Theater director Ivo van Hove isn’t known for small gestures in his often merciless productions. Blood rains from the ceiling. Wolves stalk across the stage. At 60 years old, van Hove, who is Belgian, has run the largest repertory theater in the Netherlands for 18 years while simultaneously staging hypermodern takes on classic plays, operas, and even novels and films around the world. This December, he’s bringing what he calls “a West Side Story for the 21st century” to Broadway.
Is there something you’re always looking for in a project?
I have a saying that if you were to look at every production again, you could see who I was when I was 20, who I was when I was 35, who I am now when I’m 60 — very personal, and yet it changes also with the world around me. 9/11 had a huge impact on my work in the millennium years. My projects afterward — around 2003, 2004, 2005 — became much more political. I’m never searching for certain material. I never say to my dramaturges, “I’m interested in this thing right now, so try to find me a text.” No. I read the texts all the time — I go to the movies, I read novels. Like A Little Life, for instance, by Hanya Yanagihara, a novel I did in Amsterdam in a stage version — it was a coincidence that it came toward me. People started giving me the book as a present; then I started to read it, and I was totally shocked by it, overwhelmed by it, and I thought, Well, I have to do this now.
Why do you make so much use of technology — cameras, live feeds?
At the birth of a production, there is not only me but also Jan Versweyveld, my scenographer. He always does the sets and the lights, but he is much more than that. When I have an idea about what to do, he is the first person I go to. What we do then together is also to look at which kind of production we are doing. How should this play — or this opera or this musical — how does it want to be produced? A View From the Bridge, for instance, was very minimal; there was only a very simple set, actually, with no tricks except for one effect at the end.

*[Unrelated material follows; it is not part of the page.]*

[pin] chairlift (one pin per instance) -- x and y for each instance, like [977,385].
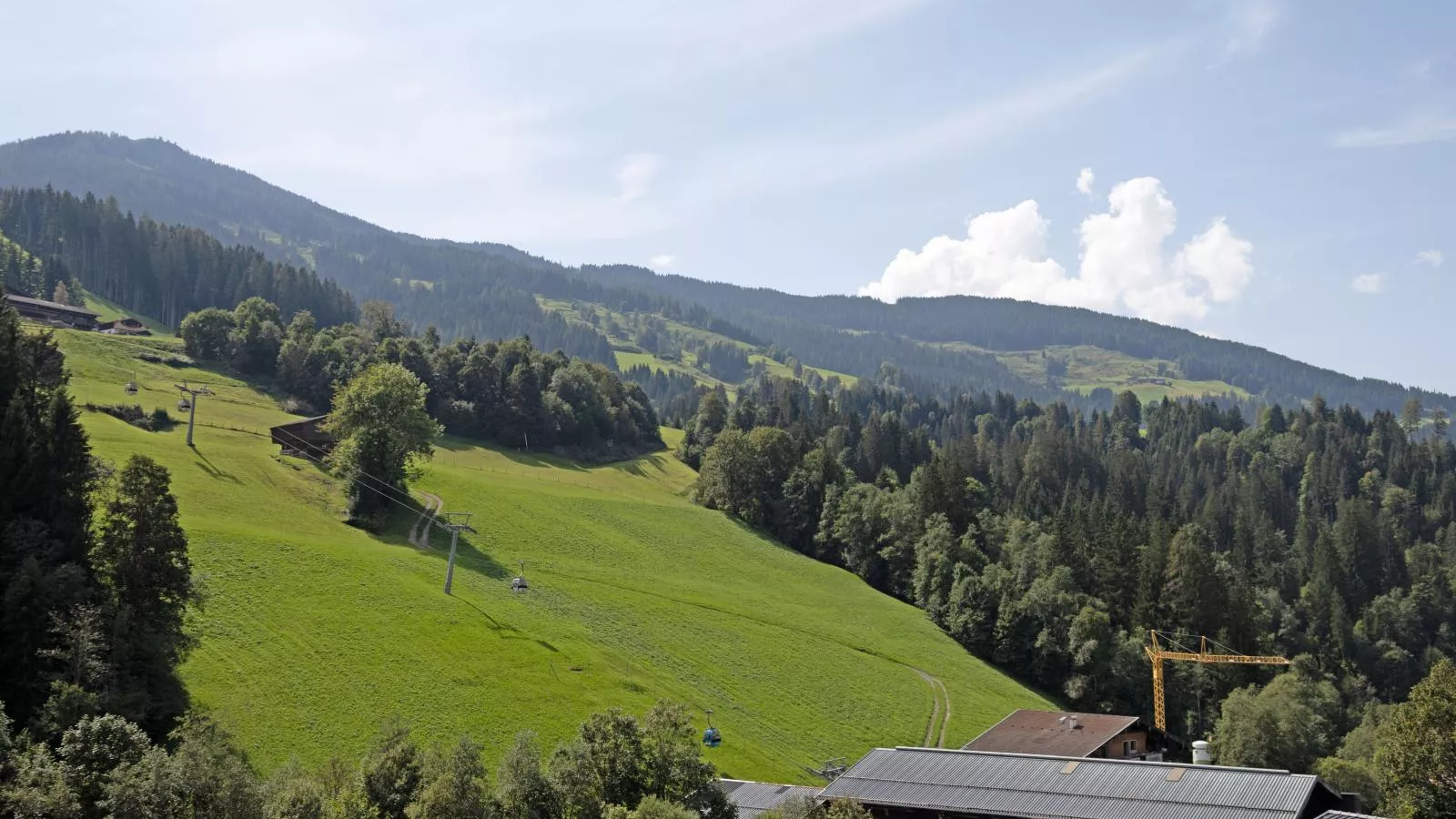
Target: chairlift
[711,736]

Then sometimes — well, Network is the best example because Network talks about television and the media, so it would be very hard to make a show about television without cameras. But we always consider, based on the material, how can this be done on this stage in the most extreme way? There’s a lot of discussion still going on, like, “Well, using videos is a little bit fashionable.” And I think that’s really, let me say the word, bullshit. Theater has always used new inventions in every century.
What interested you about a revival of West Side Story?
American theater and playwrights and authors have always interested me. It’s the same with music: jazz, the minimal music that came from America, these are all a huge source of inspiration to me. I think, when you look at [West Side Story], it’s written in a very direct way without beautifying things. It’s about young people abandoned. And then I thought, Well, there’s this beautiful score by Leonard Bernstein, which is just really a masterpiece. It gets the vibration and the feelings of the city but also of the desperate situation these young people are in — and their dreams, like in “Somewhere.” It’s an amazing story about contemporary life, about young people who get stuck in a cycle of violence. It talks about violence in the pure sense of the word. It doesn’t talk about where the violence comes from, where it goes to — it shows you the raw piece of meat.